This isn't going to be used in hospitals or reduce doctors workload
Eh. This has been being researched by various companies for years.
The use case is not in hospital clinics.
In the UK, and other countries, there is a national screening programme for people with diabetes called the Diabetic Eye Screening Programme.
This screens everyone with diabetes 12 years and older every year, by taking digital photographs of the retina (and macula). Currently, these are then stuck in a queue to be graded by a human (within a target of 6 weeks), with 10% of the "normal" ones then being regraded by another human and up to 100% of the "abnormal" ones being regraded by a second human.

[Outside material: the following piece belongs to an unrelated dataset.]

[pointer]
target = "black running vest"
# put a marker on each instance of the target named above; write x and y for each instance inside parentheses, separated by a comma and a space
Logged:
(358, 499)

The people grading just answer a series of yes/no questions like "is there retinal thickening within 1DD of the centre of the fovea" or "are there new vessels on disc (NVD)". The system then generates a numerical "grade" of the severity of the condition. If the "grade" is high enough, the images are sent to someone qualified (like an eye doctor) to "gatekeep" a referral to Opthalmology, and the priority of any referral.
Once referred into hospital, the doctor will be looking at the retina and making a decision, not a computer.
All this system will be used for is to get rid of / act as a check on the current human graders. In most cases, these graders aren't qualified ophthalmologists, but just people hired and sent through a training programme. Anything identified as "abnormal" will still be sent to someone qualified to decide on if referral into hospital is necessary just as now.